Betta siamorientalis

Scientific classification
- Kingdom: Animalia
- Phylum: Chordata
- Class: Actinopterygii
- Order: Anabantiformes
- Family: Osphronemidae
- Genus: Betta
- Species: B. siamorientalis
- Binomial name: Betta siamorientalis Kowasupat, Panijpan, Ruenwongsa & Jeenthong, 2012

= Betta siamorientalis =

- Authority: Kowasupat, Panijpan, Ruenwongsa & Jeenthong, 2012

Species of fish

Betta siamorientalis is a species of gourami in genus Betta. It is a freshwater fish native to Asia, where it occurs in shallow marshes, grass fields, and paddy fields in some provinces in eastern Thailand (Chacheongsao, Sa Kaeo, Prachin Buri, some part of Chon Buri) and Cambodia and southern Vietnam. It is typically found in still, vegetated environments at the water's edge and is known to use aquatic plants as shelter for building and guarding bubble nests.
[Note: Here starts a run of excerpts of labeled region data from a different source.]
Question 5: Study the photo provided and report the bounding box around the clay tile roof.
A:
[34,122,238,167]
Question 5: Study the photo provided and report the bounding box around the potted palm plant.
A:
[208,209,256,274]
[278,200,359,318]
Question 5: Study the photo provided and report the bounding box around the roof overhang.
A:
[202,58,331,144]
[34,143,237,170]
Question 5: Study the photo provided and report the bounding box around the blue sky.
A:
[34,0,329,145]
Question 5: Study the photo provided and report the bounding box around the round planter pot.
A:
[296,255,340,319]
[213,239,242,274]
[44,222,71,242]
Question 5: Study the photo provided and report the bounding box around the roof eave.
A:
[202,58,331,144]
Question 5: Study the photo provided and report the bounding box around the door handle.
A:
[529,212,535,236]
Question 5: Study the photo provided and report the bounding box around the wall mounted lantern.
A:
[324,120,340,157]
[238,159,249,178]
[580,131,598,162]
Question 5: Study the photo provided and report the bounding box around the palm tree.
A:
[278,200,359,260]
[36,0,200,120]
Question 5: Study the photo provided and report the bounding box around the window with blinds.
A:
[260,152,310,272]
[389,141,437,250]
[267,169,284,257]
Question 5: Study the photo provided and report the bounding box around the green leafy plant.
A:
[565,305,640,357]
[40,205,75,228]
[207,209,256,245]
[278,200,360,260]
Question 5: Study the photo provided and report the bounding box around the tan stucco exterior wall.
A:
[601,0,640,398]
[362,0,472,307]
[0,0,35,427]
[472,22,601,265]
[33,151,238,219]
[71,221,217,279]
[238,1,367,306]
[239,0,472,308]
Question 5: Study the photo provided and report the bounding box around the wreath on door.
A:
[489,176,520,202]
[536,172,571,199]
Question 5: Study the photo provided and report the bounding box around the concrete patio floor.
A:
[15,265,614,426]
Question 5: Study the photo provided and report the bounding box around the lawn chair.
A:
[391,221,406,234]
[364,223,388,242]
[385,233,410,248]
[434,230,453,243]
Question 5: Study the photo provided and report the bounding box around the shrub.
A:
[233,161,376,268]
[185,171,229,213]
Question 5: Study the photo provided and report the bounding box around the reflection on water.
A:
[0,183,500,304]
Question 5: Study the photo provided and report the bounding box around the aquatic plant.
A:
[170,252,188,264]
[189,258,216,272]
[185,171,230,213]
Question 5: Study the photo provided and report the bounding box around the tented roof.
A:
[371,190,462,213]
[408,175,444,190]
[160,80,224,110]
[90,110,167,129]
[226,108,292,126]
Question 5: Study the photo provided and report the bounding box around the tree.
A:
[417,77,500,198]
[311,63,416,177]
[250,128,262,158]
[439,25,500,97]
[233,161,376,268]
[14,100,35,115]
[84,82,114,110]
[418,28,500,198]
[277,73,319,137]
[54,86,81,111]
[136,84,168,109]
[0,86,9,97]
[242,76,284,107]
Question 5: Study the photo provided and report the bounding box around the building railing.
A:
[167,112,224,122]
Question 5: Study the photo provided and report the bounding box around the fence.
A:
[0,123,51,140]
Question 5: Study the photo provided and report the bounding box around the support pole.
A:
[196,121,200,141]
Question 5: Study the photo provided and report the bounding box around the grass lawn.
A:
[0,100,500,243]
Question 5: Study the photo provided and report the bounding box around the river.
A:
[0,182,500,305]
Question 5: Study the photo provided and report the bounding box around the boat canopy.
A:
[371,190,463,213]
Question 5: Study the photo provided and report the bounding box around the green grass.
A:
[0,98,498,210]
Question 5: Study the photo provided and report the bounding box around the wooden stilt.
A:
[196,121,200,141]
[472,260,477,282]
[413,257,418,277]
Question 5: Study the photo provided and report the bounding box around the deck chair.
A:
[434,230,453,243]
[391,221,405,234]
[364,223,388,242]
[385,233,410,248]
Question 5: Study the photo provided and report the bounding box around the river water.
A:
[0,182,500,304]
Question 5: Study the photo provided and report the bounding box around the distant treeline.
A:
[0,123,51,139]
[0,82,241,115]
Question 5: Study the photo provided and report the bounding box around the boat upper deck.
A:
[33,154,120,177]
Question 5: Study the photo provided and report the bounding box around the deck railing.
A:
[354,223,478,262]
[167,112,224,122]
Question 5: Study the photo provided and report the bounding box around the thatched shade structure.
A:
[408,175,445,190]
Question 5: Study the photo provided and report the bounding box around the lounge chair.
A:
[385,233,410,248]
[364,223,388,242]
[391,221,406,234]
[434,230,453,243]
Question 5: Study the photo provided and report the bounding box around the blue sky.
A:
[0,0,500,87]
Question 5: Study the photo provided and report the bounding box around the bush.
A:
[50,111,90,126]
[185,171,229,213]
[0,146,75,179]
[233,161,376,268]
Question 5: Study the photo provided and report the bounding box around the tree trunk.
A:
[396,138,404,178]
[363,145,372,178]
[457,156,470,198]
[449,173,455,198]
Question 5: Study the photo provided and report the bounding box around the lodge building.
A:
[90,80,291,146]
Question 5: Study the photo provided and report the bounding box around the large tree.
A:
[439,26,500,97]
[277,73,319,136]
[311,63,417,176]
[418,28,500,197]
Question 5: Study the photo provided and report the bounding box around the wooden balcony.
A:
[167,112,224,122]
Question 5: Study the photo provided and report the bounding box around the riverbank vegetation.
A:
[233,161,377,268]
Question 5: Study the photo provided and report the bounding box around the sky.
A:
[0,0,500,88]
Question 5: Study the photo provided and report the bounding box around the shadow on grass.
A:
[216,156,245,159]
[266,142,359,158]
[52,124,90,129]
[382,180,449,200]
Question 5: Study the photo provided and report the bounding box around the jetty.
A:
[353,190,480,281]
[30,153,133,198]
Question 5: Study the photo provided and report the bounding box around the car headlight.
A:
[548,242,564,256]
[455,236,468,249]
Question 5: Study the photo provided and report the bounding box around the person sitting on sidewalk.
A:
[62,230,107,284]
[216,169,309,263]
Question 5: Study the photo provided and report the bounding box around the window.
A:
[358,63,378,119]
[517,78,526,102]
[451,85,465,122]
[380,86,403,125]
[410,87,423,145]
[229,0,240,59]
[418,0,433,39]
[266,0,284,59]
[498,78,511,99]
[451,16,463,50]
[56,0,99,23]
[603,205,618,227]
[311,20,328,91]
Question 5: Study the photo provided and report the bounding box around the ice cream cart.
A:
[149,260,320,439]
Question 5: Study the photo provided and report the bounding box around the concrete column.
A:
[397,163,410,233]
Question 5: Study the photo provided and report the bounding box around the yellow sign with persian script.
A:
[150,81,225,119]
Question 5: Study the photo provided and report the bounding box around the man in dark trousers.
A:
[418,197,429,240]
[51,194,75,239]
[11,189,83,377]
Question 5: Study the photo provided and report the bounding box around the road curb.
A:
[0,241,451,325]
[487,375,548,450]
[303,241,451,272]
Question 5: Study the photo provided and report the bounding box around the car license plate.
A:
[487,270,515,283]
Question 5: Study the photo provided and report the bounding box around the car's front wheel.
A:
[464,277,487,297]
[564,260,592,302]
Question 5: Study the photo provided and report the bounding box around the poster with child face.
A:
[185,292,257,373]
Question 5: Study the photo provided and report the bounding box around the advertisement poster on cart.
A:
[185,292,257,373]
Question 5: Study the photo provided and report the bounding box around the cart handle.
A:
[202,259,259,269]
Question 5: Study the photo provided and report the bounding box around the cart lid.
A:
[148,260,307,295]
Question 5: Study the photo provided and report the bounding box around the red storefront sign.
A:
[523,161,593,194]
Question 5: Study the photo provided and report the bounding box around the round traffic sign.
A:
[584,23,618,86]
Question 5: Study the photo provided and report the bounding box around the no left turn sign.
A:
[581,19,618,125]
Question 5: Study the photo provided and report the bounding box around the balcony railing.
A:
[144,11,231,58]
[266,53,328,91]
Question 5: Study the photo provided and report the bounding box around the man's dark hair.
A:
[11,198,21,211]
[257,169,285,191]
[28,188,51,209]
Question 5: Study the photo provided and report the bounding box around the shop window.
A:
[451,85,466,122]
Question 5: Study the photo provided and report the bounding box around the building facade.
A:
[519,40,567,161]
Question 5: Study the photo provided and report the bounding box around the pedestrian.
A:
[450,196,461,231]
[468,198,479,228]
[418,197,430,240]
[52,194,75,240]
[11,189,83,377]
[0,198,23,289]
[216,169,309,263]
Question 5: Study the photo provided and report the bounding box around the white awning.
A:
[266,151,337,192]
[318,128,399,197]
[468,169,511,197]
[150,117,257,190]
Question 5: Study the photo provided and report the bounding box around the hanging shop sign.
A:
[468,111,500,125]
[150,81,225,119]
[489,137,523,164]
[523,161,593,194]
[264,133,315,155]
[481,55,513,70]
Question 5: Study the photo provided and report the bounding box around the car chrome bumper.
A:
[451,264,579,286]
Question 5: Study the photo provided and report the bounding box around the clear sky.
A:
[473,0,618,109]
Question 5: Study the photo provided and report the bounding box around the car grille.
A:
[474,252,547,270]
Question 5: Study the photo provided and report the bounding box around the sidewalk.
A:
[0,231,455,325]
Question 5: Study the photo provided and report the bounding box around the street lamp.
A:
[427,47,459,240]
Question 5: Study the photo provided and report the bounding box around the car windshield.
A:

It is known to occur alongside the species Anabas testudineus, Lepidocephalichthys hasselti, Macrognathus siamensis, Monopterus albus, Pangio anguillaris, Trichopodus trichopterus, Trichopsis pumila, Trichopsis schalleri, and Trichopsis vittata. The species reaches 3.6 cm (1.4 inches) in standard length and is known to be a facultative air-breather.

Betta siamorientalis was described in 2012 next to Betta mahachaiensis on December in the same year by a team of biologists from Thailand led by Dr. Bhinyo Panijpan's Mahidol University research group (with PhD candidate Mr. Chanon Kowasupat) in Vertebrate Zoology journal.